セクシズムと一体のレイシズム
第七章 ナショナリズムとレイシズムを切り離す
“バリバールはレイシズムが「常に他の差別と絡み合って」いることを強調し、「人種差別はつねに性差別主義を前提」するとした。そのような他の差別との絡み合いは「むしろ相互補完的な排除と支配の歴史的システムを示している」。”
・それぞれの選択ではなく、あらかじめばらばらにされている。
“(略)資本主義の人間を統治する権力の戦略のなかでレイシズムやセクシズムや他の差別は、むしろ互いに切り離すことができないほど絡み合っており、人種や性や性的指向や階級や障害などの無数の従属に縛り付けることで集団としての人間を分断し統治可能にする。”
・この箇所はトランスジェンダーへのヘイトでも繰り返されていると感じる。家父長制下のセクシズム、「女子供」を守る「男らしさ」を発露して承認されたい。恐ろしい何者かが力ない私たちの安全な場所に乗り込み、荒らし回ろうとする。そういう型の煽動。マチズモとミソジニー。
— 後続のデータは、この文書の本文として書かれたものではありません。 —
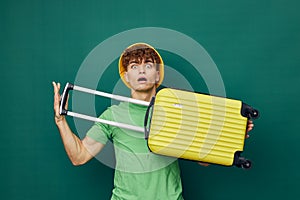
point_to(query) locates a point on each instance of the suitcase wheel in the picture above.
(246, 164)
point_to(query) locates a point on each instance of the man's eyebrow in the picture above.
(149, 60)
(133, 61)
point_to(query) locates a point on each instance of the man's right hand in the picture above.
(58, 118)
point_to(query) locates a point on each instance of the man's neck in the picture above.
(143, 95)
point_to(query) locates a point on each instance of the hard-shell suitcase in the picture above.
(198, 127)
(186, 125)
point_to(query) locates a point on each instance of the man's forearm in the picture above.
(73, 145)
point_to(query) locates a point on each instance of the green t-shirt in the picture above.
(139, 174)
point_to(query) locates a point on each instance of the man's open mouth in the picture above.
(142, 79)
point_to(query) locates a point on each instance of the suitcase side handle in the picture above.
(249, 112)
(147, 121)
(64, 97)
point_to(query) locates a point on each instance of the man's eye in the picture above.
(148, 66)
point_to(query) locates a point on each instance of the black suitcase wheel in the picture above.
(249, 112)
(246, 164)
(254, 114)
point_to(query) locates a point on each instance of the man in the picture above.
(139, 174)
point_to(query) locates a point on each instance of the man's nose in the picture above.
(142, 69)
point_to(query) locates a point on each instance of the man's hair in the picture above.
(140, 52)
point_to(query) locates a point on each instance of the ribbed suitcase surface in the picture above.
(196, 126)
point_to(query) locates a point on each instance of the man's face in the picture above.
(142, 74)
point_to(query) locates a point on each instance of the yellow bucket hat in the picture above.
(122, 68)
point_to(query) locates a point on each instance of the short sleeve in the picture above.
(99, 131)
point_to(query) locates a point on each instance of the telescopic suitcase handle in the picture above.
(64, 98)
(147, 129)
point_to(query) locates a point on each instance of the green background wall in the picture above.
(255, 45)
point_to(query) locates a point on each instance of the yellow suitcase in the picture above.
(198, 127)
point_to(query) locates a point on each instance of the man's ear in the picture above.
(126, 77)
(157, 77)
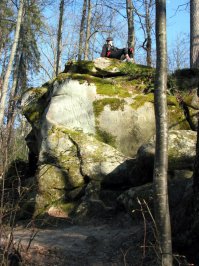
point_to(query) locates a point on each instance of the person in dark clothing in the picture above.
(111, 51)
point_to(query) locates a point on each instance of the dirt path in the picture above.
(82, 245)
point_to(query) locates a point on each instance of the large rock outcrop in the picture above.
(87, 125)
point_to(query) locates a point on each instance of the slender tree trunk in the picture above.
(130, 18)
(12, 102)
(148, 32)
(194, 33)
(81, 34)
(9, 68)
(59, 36)
(161, 153)
(88, 30)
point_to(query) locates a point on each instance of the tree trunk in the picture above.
(9, 68)
(88, 30)
(81, 33)
(12, 102)
(59, 36)
(130, 18)
(148, 32)
(161, 207)
(194, 33)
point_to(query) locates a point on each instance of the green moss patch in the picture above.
(113, 103)
(105, 137)
(36, 104)
(140, 100)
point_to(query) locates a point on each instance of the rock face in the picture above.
(181, 154)
(87, 125)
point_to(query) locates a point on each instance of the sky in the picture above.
(177, 19)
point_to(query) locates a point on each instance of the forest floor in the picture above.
(98, 242)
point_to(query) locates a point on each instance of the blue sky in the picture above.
(177, 19)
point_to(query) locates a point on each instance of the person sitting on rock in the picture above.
(111, 51)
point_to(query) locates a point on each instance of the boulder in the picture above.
(71, 161)
(87, 126)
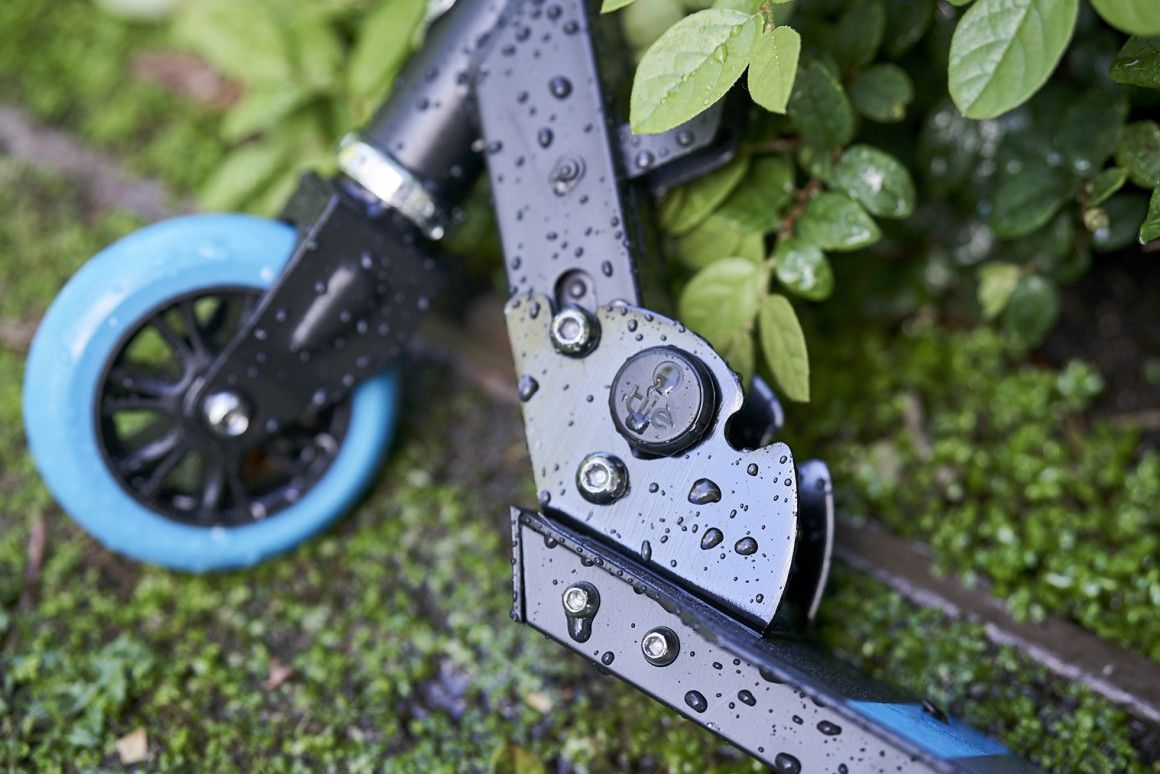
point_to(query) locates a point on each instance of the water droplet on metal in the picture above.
(560, 87)
(527, 388)
(829, 729)
(704, 491)
(696, 701)
(746, 545)
(787, 764)
(711, 539)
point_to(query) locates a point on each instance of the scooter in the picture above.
(214, 389)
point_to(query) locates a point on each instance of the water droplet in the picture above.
(746, 545)
(527, 388)
(787, 764)
(696, 701)
(560, 87)
(704, 491)
(829, 729)
(711, 539)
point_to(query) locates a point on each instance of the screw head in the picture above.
(574, 332)
(580, 600)
(226, 413)
(602, 478)
(660, 646)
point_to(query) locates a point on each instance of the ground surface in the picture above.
(386, 643)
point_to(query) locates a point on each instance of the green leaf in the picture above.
(1027, 200)
(858, 33)
(384, 43)
(1131, 16)
(1002, 51)
(876, 180)
(997, 283)
(717, 238)
(1150, 230)
(243, 174)
(689, 69)
(773, 67)
(803, 269)
(819, 108)
(739, 353)
(1138, 63)
(1139, 153)
(1090, 129)
(1031, 310)
(1123, 215)
(836, 222)
(759, 202)
(705, 194)
(783, 345)
(513, 759)
(243, 41)
(262, 108)
(1106, 183)
(722, 298)
(882, 93)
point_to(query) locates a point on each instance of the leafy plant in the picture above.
(1032, 152)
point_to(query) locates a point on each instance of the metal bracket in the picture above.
(782, 700)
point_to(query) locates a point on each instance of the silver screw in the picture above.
(602, 478)
(580, 600)
(574, 332)
(226, 413)
(660, 646)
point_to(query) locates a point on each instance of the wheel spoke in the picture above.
(212, 489)
(193, 328)
(162, 468)
(176, 342)
(151, 454)
(238, 493)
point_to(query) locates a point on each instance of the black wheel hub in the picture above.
(160, 448)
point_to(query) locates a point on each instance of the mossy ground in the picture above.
(394, 622)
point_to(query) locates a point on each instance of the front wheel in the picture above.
(104, 387)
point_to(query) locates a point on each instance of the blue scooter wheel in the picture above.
(124, 331)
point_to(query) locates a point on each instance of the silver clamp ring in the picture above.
(390, 182)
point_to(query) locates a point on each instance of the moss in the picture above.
(1057, 724)
(948, 438)
(77, 71)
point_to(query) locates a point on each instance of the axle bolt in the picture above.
(602, 478)
(580, 600)
(660, 646)
(574, 332)
(226, 413)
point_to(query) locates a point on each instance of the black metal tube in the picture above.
(428, 123)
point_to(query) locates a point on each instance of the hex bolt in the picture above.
(602, 478)
(660, 646)
(580, 600)
(574, 332)
(226, 413)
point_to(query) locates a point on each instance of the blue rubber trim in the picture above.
(950, 739)
(86, 322)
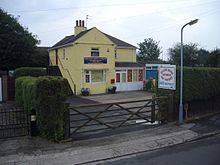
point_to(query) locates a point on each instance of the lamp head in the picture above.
(193, 22)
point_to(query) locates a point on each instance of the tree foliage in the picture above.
(194, 56)
(17, 45)
(214, 58)
(149, 51)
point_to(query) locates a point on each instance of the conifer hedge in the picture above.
(47, 95)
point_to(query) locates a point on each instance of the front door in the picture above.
(121, 79)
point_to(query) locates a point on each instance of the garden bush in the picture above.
(51, 92)
(24, 92)
(30, 71)
(47, 95)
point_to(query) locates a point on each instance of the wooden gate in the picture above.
(95, 118)
(13, 123)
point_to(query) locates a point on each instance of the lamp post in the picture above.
(181, 72)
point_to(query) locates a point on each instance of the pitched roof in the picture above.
(128, 64)
(69, 39)
(72, 38)
(118, 42)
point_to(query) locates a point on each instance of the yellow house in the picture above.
(95, 60)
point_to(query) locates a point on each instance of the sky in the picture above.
(129, 20)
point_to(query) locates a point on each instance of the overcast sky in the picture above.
(129, 20)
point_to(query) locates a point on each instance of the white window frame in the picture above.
(96, 51)
(89, 73)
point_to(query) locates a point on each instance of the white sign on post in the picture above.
(167, 77)
(1, 89)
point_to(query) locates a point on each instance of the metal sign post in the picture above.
(167, 77)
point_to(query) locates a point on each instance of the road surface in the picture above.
(202, 152)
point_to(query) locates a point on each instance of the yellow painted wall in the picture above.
(72, 64)
(125, 55)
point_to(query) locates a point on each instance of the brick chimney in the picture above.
(80, 26)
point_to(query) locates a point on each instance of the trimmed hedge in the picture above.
(30, 71)
(198, 84)
(47, 95)
(51, 92)
(24, 92)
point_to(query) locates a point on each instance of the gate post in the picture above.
(170, 107)
(66, 122)
(153, 110)
(33, 123)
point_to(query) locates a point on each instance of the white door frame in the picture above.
(121, 86)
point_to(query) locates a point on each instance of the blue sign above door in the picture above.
(95, 60)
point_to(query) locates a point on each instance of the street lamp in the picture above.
(181, 72)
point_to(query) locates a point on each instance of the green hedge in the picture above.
(47, 95)
(198, 84)
(30, 71)
(24, 92)
(51, 92)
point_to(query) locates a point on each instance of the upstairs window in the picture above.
(95, 52)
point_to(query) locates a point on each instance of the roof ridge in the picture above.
(67, 40)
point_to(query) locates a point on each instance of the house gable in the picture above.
(94, 36)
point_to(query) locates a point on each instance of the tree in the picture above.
(190, 54)
(149, 51)
(214, 58)
(17, 45)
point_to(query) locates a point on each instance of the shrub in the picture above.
(47, 95)
(24, 92)
(51, 92)
(198, 84)
(30, 71)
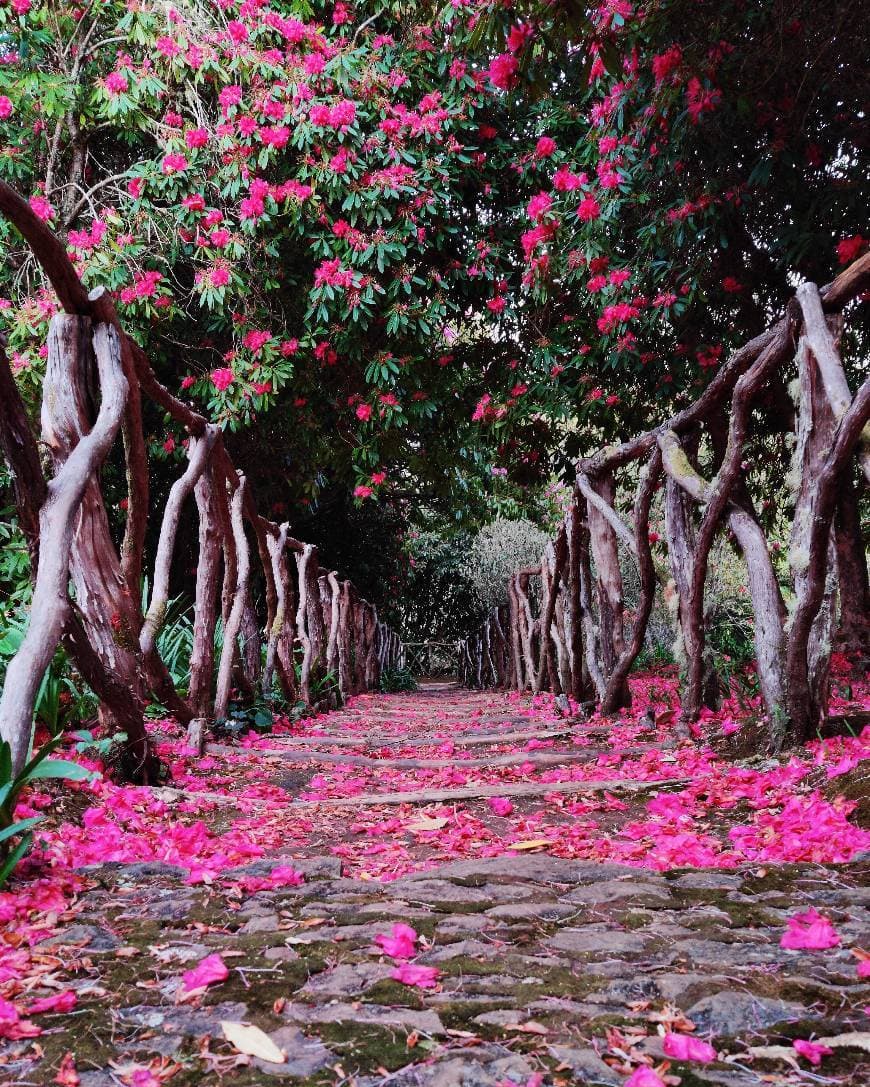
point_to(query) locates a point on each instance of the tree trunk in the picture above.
(852, 571)
(614, 696)
(233, 624)
(78, 451)
(204, 609)
(609, 591)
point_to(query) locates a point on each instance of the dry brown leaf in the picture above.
(855, 1039)
(530, 1027)
(253, 1041)
(426, 823)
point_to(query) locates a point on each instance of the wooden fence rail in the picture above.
(575, 639)
(311, 616)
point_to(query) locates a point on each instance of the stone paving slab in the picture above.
(547, 966)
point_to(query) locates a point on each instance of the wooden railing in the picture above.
(431, 658)
(575, 640)
(311, 617)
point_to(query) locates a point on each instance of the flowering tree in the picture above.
(511, 228)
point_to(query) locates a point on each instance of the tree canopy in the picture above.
(431, 254)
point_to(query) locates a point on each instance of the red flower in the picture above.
(849, 248)
(502, 71)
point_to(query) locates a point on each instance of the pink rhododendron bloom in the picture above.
(502, 71)
(545, 147)
(538, 205)
(812, 1051)
(116, 83)
(588, 209)
(644, 1077)
(285, 875)
(41, 208)
(173, 163)
(848, 249)
(683, 1047)
(422, 977)
(13, 1026)
(401, 944)
(210, 971)
(810, 932)
(222, 378)
(196, 137)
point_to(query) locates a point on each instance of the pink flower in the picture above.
(483, 405)
(538, 207)
(588, 209)
(683, 1047)
(644, 1077)
(500, 806)
(849, 248)
(400, 945)
(173, 163)
(256, 339)
(285, 875)
(196, 137)
(423, 977)
(13, 1026)
(812, 1051)
(116, 83)
(222, 378)
(666, 63)
(545, 147)
(564, 180)
(41, 208)
(502, 71)
(809, 932)
(209, 972)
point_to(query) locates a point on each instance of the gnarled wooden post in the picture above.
(206, 603)
(233, 623)
(603, 521)
(77, 457)
(618, 679)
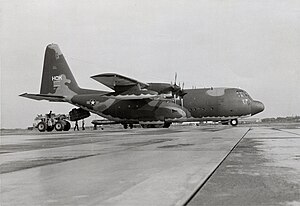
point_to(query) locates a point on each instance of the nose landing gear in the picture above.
(234, 122)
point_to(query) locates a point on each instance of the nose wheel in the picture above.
(234, 122)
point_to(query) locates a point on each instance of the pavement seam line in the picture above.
(198, 188)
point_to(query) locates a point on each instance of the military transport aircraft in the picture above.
(134, 102)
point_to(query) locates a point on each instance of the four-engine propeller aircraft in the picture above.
(134, 102)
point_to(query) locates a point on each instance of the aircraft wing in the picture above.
(117, 81)
(51, 98)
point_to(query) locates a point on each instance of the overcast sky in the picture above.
(251, 44)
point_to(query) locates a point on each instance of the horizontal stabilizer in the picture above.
(51, 98)
(134, 97)
(113, 80)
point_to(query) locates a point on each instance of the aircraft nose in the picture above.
(257, 107)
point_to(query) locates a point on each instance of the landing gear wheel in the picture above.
(59, 126)
(225, 122)
(67, 126)
(50, 128)
(42, 126)
(234, 122)
(167, 124)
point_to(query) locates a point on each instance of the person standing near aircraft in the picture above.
(76, 126)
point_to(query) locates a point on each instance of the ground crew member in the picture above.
(83, 128)
(76, 126)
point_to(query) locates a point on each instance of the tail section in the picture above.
(57, 77)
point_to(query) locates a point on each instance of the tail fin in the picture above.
(57, 77)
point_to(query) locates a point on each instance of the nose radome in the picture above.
(257, 107)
だからこそ、今日の判決はとても大切だったと思う。(追記:一方で、性欲、性衝動と性犯罪は関係ないのでは、と思う)
“米国で人種隔離体制が確立される際に役立ったのは、黒人男性が白人女性をレイプする犯罪者だとするステレオタイプだった。
これは人種混交への恐怖を掻き立てるレイシズムと同時に、女性の貞操を男性の所有物とするセクシズムによる煽動であり、奴隷である黒人女性を従属させるための白人男性によるレイプの頻発という実践に支えられていた。”
・国士舘極右による朝高生襲撃事件(男性被害)とチマチョゴリ事件(女性)。極右のマチズモとミソジニー「女を殴る男は恥だ」、庶民の自然発生的レイシズム暴力の対象、より弱く識別可能な「チョゴリ」という制服を着用した「女性」。この二つはレイシズムとセクシズムとして矛盾しない。
繰り返し指摘されているように、反レイシズム規範の確立が本当に必要だと思う。